麵條是手擀的,很筋道。湯裏放了白菜,還臥了個雞蛋——是最後一個雞蛋,蘇晚讓給陳默吃。陳默不肯,用筷子把雞蛋夾成兩半,一半給蘇晚,一半碾碎了,拌在麵湯裏喂江生。小家夥愛吃,小嘴吧嗒吧嗒,吃完了還要。蘇晚又餵了他幾口麵條,軟軟的,好消化。

一家三口,圍坐在爐子邊,吃著熱乎乎的麵條。沒有山珍海味,但暖,但香,但踏實。窗外寒風呼嘯,但屋裏暖意融融。爐火映紅了三個人的臉,也映紅了這清貧但溫暖的日子。

夜裏,更冷了。蘇晚給江生加了床小被子,自己卻覺得冷,手腳冰涼。陳默把她摟進懷裏,用身體暖著她。
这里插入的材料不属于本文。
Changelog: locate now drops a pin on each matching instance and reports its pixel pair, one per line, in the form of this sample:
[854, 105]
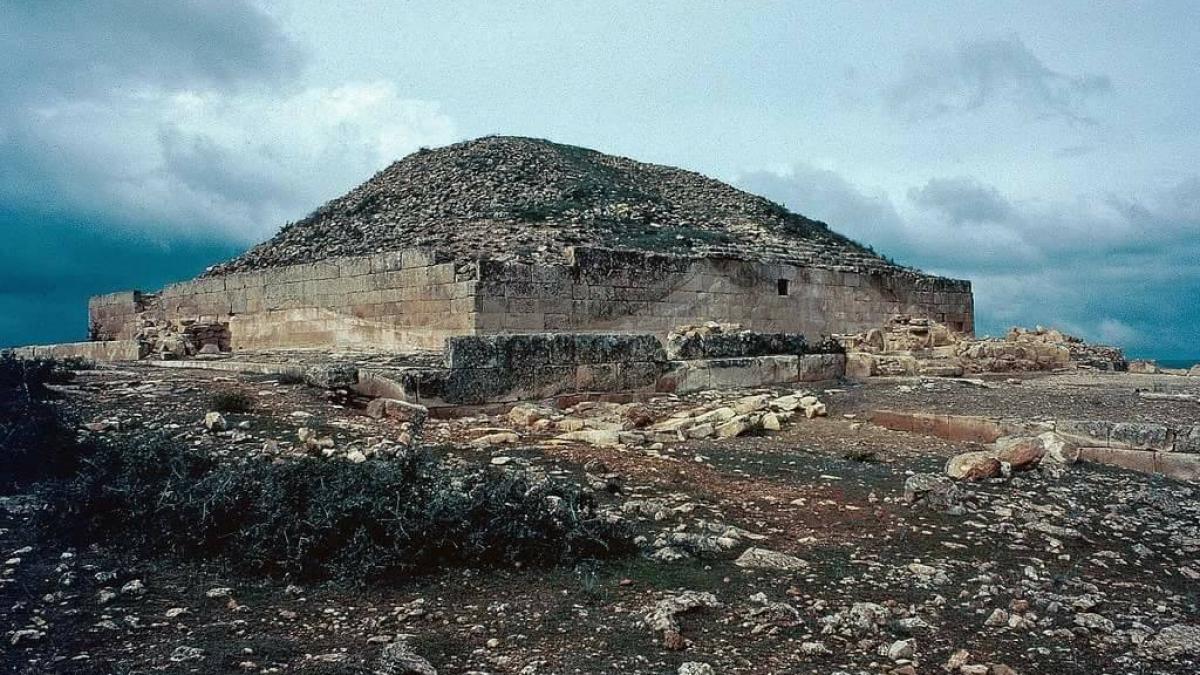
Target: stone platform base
[106, 351]
[1149, 448]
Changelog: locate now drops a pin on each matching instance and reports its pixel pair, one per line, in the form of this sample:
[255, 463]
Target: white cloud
[987, 72]
[1110, 269]
[237, 163]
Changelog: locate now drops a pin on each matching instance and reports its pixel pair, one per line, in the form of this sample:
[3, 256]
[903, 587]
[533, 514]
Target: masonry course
[515, 236]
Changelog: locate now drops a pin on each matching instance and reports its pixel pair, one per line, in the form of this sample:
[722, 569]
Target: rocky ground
[825, 545]
[526, 198]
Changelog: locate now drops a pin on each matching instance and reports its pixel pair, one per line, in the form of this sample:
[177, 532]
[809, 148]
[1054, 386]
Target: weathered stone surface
[765, 559]
[1023, 453]
[934, 490]
[973, 466]
[331, 376]
[397, 410]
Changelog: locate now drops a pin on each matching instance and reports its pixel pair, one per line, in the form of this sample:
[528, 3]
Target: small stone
[901, 650]
[765, 559]
[215, 422]
[997, 617]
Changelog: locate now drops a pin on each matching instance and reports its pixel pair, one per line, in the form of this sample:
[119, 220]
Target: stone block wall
[114, 316]
[411, 299]
[97, 351]
[604, 290]
[414, 299]
[510, 368]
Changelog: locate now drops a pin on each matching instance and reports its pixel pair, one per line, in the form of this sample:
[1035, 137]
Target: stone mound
[525, 198]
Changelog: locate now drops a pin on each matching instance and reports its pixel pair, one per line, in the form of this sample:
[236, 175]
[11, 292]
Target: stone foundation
[106, 351]
[414, 299]
[499, 369]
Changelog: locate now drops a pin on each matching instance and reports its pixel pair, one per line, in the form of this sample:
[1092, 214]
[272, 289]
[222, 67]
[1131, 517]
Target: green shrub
[35, 444]
[313, 519]
[231, 401]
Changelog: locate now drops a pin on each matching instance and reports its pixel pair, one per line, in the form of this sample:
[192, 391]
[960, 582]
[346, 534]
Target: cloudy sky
[1045, 150]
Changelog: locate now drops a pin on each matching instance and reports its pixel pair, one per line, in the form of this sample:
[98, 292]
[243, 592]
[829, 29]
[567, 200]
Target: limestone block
[1141, 436]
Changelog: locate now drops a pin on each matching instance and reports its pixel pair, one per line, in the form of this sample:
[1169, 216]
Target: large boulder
[973, 466]
[1021, 453]
[331, 376]
[933, 490]
[1059, 448]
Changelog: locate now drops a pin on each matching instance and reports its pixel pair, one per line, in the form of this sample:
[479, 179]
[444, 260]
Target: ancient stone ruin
[514, 236]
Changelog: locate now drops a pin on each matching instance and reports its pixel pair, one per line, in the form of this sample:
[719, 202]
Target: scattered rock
[973, 466]
[765, 559]
[215, 422]
[399, 658]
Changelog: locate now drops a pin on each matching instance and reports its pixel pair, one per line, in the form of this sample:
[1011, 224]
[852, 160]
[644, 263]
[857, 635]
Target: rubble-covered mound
[923, 346]
[528, 198]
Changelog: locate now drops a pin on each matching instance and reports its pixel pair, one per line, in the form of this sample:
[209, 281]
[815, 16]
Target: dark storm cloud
[75, 49]
[978, 73]
[71, 69]
[1120, 269]
[48, 273]
[963, 199]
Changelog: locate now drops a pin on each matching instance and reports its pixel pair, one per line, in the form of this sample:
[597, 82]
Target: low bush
[231, 401]
[313, 519]
[35, 443]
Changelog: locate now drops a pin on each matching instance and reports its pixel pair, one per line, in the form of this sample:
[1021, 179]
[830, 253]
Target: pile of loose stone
[598, 423]
[529, 199]
[911, 345]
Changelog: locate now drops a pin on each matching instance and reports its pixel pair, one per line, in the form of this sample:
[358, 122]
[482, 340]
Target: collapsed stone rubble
[909, 346]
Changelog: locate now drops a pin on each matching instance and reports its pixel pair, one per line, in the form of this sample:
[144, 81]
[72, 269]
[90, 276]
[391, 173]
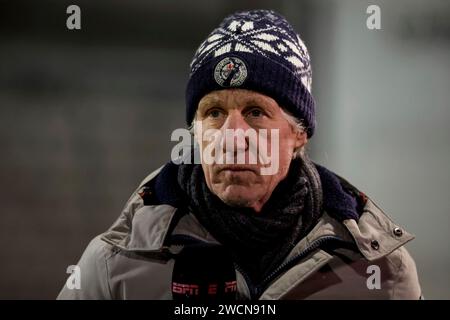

兩人緊緊挨著,像兩株在寒冬裏互相依偎的樹。

“陳默,”蘇晚在黑暗裏叫他。

“嗯。”

“等江生長大了,咱們告訴他,他爸爸媽媽年輕的時候,吃過苦,受過凍,但從來沒怕過。因為咱們在一起,心是熱的,日子就有盼頭。”

陳默摟緊她,在她耳邊輕聲說:“嗯,告訴他。告訴他,苦是暫時的,甜在後頭。隻要一家人在一起,心往一處想,勁兒往一處使,再冷的天,也能熬過去。”

蘇晚點頭,臉埋在他胸口,聽著他沉穩的心跳,漸漸睡著了。睡得很沉,很安穩,因為知道,身邊有他,天塌下來,他也會頂著。

窗外,寒露成霜,夜涼如水。但屋裏,有愛,有暖,有相濡以沫的溫情,有對抗寒冷的、最樸素也最堅韌的力量。

日子還在繼續,一天比一天冷。但他們的心,是熱的,是滿的,是這寒露時節,最溫暖的爐火,最亮的星光,最深的相依和期盼。